Roland Garros 2017 : un ballet pas si classique

Lorsqu’arrive la quinzaine de Roland Garros, il se trame une orchestration bien minutée. Que ce soit sur le court Philippe Chatrier ou dans les allées, un spectacle des plus surprenant commence alors.

L’ÉLÉGANCE À LA FRANÇAISE

N’en déplaise à Casse Noisette ou au Lac des Cygnes, Roland Garros est un chœur des plus millimétré. Entre rigueur et grâce, le tournoi nous offre chaque année un divertissement plus que élégant.
Et c’est lors de cette cinquième journée que sur les courts se déroulait un ballet assez singulier. Celui des pieds, qui glissent langoureusement sur la terre battue bien humide, ou encore le claquement des raquettes à chaque volée. Et c’est Gaël Monfils qui s’est présenté comme le premier danseur du tournoi. Et pour cause, ce dernier a achevé tout en finesse son adversaire le brésilien Thiago Monteiro 6-1 / 6-4 / 6-2, brillant tel une danseuse étoile en plein exploit acrobatique.

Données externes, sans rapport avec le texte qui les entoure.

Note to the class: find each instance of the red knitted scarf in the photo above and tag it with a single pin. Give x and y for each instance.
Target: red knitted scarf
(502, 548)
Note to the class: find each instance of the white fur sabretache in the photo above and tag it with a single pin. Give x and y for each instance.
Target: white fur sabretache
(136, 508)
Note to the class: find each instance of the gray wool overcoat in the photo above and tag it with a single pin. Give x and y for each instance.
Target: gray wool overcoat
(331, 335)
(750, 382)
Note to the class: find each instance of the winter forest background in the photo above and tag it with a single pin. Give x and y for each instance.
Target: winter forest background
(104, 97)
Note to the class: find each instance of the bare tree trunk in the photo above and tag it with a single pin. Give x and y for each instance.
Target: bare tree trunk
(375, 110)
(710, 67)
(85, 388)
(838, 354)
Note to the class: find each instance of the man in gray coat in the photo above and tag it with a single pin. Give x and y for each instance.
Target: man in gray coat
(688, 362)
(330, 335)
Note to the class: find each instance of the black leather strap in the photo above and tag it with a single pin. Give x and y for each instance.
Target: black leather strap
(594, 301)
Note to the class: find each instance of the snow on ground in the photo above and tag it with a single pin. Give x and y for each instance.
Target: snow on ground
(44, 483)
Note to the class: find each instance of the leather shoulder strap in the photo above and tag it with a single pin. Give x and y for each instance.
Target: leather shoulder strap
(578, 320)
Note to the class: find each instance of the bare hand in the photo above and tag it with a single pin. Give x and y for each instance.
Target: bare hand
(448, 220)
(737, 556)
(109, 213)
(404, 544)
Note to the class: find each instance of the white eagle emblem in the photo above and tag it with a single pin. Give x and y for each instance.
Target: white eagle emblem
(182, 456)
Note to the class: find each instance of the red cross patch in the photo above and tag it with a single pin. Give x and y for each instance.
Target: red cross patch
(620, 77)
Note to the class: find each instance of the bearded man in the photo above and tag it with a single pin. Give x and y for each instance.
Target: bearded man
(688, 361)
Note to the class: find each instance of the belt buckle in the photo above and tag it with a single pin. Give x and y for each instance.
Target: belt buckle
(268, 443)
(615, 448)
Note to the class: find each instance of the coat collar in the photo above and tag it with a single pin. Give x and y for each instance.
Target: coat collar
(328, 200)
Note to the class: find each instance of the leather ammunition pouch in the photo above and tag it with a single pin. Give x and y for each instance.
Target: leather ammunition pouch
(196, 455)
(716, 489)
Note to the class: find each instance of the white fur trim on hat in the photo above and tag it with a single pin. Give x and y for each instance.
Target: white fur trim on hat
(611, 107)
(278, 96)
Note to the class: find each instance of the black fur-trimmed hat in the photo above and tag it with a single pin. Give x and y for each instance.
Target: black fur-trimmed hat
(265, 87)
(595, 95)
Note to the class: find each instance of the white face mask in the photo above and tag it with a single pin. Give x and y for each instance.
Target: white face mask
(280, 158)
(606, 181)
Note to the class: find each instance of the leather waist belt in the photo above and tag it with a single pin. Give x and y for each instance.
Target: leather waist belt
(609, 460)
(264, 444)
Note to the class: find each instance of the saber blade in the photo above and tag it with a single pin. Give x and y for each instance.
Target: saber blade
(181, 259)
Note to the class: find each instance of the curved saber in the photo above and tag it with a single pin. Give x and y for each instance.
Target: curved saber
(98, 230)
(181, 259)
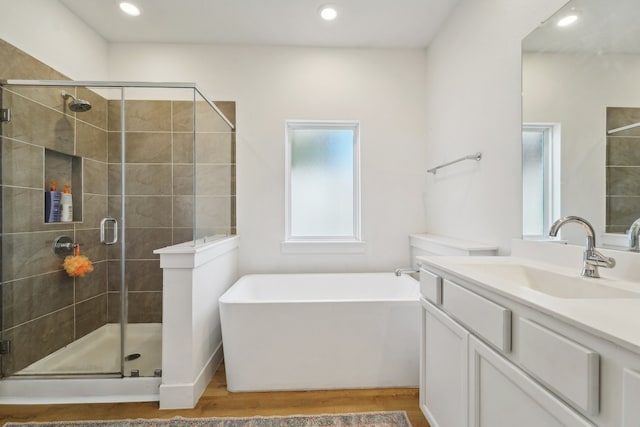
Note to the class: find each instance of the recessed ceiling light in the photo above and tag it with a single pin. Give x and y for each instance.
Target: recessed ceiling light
(129, 8)
(328, 12)
(567, 20)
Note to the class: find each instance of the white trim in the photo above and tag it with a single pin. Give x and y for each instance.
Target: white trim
(322, 247)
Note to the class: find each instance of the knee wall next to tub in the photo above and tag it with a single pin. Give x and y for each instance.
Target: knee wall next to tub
(325, 331)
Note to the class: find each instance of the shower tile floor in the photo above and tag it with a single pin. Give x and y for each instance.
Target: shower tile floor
(99, 353)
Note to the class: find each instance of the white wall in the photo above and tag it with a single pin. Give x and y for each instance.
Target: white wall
(48, 31)
(574, 90)
(474, 104)
(383, 89)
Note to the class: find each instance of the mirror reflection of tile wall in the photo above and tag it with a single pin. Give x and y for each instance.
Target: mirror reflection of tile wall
(623, 169)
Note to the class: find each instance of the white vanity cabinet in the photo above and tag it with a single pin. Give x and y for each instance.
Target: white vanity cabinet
(502, 395)
(443, 373)
(470, 371)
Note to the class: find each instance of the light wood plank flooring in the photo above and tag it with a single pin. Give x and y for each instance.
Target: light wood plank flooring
(218, 402)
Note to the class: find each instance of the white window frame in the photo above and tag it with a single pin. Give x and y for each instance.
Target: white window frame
(551, 196)
(324, 244)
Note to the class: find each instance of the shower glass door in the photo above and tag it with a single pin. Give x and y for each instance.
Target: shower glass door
(145, 166)
(59, 316)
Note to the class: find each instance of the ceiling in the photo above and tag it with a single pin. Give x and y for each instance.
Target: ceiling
(609, 26)
(360, 23)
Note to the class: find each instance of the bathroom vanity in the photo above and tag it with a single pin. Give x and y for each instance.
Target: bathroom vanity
(524, 340)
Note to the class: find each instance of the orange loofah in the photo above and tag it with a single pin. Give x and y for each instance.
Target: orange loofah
(77, 265)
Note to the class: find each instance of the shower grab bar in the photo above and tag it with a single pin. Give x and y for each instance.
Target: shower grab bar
(475, 157)
(103, 224)
(620, 129)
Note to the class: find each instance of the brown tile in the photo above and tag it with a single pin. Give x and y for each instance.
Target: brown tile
(141, 147)
(95, 177)
(183, 211)
(214, 180)
(147, 211)
(91, 142)
(623, 181)
(26, 299)
(148, 180)
(58, 167)
(25, 210)
(622, 210)
(182, 234)
(32, 254)
(91, 314)
(140, 275)
(114, 181)
(183, 147)
(144, 116)
(90, 246)
(215, 148)
(213, 213)
(182, 117)
(209, 120)
(148, 147)
(183, 180)
(92, 284)
(97, 115)
(22, 164)
(622, 116)
(141, 242)
(623, 151)
(95, 209)
(39, 125)
(37, 339)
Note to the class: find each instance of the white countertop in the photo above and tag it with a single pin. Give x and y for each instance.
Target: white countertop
(614, 319)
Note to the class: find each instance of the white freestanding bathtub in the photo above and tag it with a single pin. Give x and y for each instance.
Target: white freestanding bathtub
(321, 331)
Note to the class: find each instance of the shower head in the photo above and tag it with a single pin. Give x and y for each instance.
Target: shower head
(76, 105)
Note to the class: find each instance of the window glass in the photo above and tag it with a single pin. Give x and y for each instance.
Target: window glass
(323, 193)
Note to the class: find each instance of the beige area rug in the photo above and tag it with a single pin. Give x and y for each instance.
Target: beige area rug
(363, 419)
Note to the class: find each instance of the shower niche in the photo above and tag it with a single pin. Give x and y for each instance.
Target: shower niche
(63, 169)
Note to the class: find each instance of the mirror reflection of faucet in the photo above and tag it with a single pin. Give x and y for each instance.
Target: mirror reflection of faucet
(592, 258)
(634, 236)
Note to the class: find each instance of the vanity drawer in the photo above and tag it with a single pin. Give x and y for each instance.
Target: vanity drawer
(571, 370)
(488, 319)
(431, 286)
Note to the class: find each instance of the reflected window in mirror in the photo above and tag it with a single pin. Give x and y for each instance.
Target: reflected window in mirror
(540, 178)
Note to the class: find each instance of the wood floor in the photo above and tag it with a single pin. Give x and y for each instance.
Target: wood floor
(218, 402)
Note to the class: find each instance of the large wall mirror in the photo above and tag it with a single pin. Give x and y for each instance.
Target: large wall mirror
(581, 96)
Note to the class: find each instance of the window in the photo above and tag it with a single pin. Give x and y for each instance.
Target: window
(322, 182)
(540, 178)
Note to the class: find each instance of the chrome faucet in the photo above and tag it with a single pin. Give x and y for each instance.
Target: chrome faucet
(592, 258)
(401, 271)
(634, 236)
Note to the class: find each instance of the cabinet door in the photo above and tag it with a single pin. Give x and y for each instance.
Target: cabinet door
(443, 369)
(501, 395)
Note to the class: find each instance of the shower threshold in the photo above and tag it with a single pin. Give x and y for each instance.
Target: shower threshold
(95, 352)
(99, 353)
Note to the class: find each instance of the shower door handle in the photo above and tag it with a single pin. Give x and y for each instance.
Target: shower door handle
(103, 224)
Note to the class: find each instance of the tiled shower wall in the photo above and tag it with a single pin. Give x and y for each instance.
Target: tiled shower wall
(43, 309)
(623, 170)
(159, 192)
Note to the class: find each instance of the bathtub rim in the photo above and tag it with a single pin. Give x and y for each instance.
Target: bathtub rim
(229, 298)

UN NOUVEAU CORPS DE BALLET

Néanmoins, il n’est rien sans la petite chorégraphie bien orchestrée des ramasseurs de balle. Bras en l’air, jambes tendues, et ne surtout pas oublier de faire patiner les petites pépites jaunes. Les arbitres, eux aussi y participent. Après un cri perçant clamant : « fauuute !!! », ces derniers se replacent aussitôt en chœur en position d’attente. Personne ne fait un pas de travers, tout est parfaitement coordonné et synchronisé.

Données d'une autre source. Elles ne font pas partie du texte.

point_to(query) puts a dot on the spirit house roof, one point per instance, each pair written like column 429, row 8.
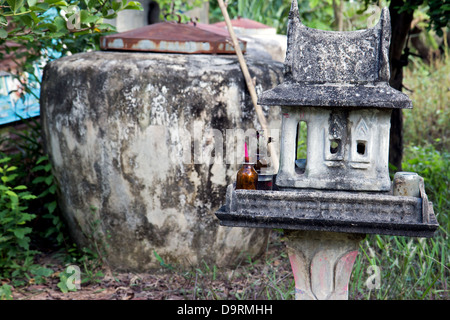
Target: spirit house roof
column 336, row 69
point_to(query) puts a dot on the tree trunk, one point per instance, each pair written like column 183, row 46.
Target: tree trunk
column 400, row 24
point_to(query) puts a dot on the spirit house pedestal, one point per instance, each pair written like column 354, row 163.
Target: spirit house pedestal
column 339, row 190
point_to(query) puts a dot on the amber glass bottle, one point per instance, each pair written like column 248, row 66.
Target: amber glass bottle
column 247, row 177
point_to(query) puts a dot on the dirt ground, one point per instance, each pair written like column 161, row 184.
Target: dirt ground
column 244, row 282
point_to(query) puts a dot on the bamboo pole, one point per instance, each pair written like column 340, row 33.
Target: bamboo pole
column 250, row 85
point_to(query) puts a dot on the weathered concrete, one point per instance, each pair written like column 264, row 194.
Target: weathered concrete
column 322, row 263
column 121, row 129
column 331, row 211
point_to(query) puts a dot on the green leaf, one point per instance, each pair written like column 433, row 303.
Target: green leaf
column 51, row 206
column 21, row 232
column 15, row 4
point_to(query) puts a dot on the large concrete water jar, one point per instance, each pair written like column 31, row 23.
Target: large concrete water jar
column 127, row 134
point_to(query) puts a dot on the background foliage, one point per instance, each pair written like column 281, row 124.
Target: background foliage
column 30, row 221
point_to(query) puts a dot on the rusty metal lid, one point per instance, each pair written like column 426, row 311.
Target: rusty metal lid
column 172, row 37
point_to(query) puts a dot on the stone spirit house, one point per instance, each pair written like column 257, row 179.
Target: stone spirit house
column 338, row 83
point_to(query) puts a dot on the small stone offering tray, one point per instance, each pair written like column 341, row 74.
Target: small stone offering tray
column 335, row 211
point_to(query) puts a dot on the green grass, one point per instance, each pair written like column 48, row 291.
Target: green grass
column 416, row 268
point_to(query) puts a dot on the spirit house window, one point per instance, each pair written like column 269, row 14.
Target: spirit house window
column 301, row 147
column 335, row 135
column 361, row 147
column 361, row 138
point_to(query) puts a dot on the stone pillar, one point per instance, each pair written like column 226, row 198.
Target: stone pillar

Même le public s’y met. Chaque applaudissement, encouragement ou « Ola » est à chaque fois harmonisé. En effet, c’est lors du match Stan Wawrinka, face à Alexandr Dolgopolov que le public a affirmé sa clameur. Un engouement lui a valu la victoire 6-4 / 7-6 / 7-5, en 2h34.

Il s’agit alors d’un ballet bien ordonné que Charles Garnier, grand architecte de l’Opéra de Paris, aurait sans doute admiré.